On friction-induced temperatures of rubbing metallic pairs with temperature-dependent thermal properties

Abstract

This paper investigates the temperature rises for dry sliding systems when the variation in the thermal conductivity with temperature is taken into account. For the purpose of the analysis, it has been assumed that the thermal conductivity of the rubbing materials vary linearly with temperature. Accordingly, materials are classified into three categories based on that variation: materials for which the conductivity drop with temperature elevation (class a): materials for which the conductivity increases with temperature elevation (class b): and materials for which the conductivity-temperature curve has an inflation point (class c). The variable conductivity temperatures are obtained by applying the so called ‘Kirchoff transformation’ to the fundamental solution of the heat equation.

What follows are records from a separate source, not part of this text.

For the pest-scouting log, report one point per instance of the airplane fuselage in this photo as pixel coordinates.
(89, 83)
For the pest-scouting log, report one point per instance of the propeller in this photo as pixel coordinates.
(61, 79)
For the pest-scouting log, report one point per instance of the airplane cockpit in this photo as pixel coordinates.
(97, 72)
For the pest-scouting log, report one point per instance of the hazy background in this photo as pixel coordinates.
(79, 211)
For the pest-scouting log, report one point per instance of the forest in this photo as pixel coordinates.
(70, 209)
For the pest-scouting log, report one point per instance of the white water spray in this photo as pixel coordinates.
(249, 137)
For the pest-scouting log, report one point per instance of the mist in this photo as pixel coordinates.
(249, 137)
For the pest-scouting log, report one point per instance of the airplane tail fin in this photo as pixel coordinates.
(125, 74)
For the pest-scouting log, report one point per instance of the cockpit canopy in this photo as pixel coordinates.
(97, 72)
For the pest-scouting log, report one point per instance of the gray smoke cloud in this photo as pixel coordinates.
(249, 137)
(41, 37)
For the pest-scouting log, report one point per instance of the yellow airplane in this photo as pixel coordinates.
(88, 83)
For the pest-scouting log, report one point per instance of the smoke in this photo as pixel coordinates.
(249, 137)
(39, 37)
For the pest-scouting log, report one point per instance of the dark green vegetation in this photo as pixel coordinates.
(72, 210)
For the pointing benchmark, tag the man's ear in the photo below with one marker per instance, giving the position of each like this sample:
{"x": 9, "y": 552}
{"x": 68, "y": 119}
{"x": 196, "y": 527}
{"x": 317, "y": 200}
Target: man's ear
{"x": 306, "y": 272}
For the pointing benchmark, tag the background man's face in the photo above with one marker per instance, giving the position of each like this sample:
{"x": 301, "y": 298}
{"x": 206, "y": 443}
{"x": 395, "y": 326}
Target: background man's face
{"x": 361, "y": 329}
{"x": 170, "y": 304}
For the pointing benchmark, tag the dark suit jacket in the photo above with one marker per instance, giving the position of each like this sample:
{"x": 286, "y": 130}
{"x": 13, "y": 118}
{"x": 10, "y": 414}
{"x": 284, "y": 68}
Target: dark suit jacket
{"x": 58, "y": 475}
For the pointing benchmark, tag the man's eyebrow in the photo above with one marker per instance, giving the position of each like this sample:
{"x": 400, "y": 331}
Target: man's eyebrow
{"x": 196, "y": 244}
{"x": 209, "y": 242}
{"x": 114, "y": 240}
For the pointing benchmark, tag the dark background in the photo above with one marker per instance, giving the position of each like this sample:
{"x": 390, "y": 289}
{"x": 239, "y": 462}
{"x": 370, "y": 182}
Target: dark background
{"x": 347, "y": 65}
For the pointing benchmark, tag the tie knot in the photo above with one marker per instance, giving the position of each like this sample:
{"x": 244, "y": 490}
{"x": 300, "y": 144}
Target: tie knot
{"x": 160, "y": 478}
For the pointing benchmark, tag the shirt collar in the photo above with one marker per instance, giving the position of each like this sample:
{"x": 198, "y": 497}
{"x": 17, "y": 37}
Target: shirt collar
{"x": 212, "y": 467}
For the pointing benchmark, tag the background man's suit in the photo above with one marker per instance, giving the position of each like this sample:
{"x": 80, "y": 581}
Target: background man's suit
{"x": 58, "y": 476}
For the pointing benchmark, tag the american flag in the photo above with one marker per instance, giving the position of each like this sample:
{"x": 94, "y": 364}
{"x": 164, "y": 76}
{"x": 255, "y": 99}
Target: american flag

The results indicate that the behavior of the conductivity with temperature is significantly influential to the magnitude of the temperatures reached by the rubbing pair. For a variety of sliding pairs analyzed in this work, significant variation between the constant and the variable conductivity predictions were found. For example, the temperature rise for a mild steel (AISI 1020) rubbing pair, sliding at 6 m/s and 30 N nominal load, predicted by the variable conductivity solution is about 30% higher than that predicted using a constant conductivity solution. It is also shown that the estimates of the heat conducted through the surface may be in error (by about 30–40%) if based on a constant conductivity solution. Such behavior has direct effects on the thickness of the thermally affected subsurface layer (the so-called thermal skin), and the thermal distortion of the contact interface. The error introduced in the estimates of the temperature rises for class c materials is shown to be proportional to the ratio between the inflation to the melting temperatures of the moving solid.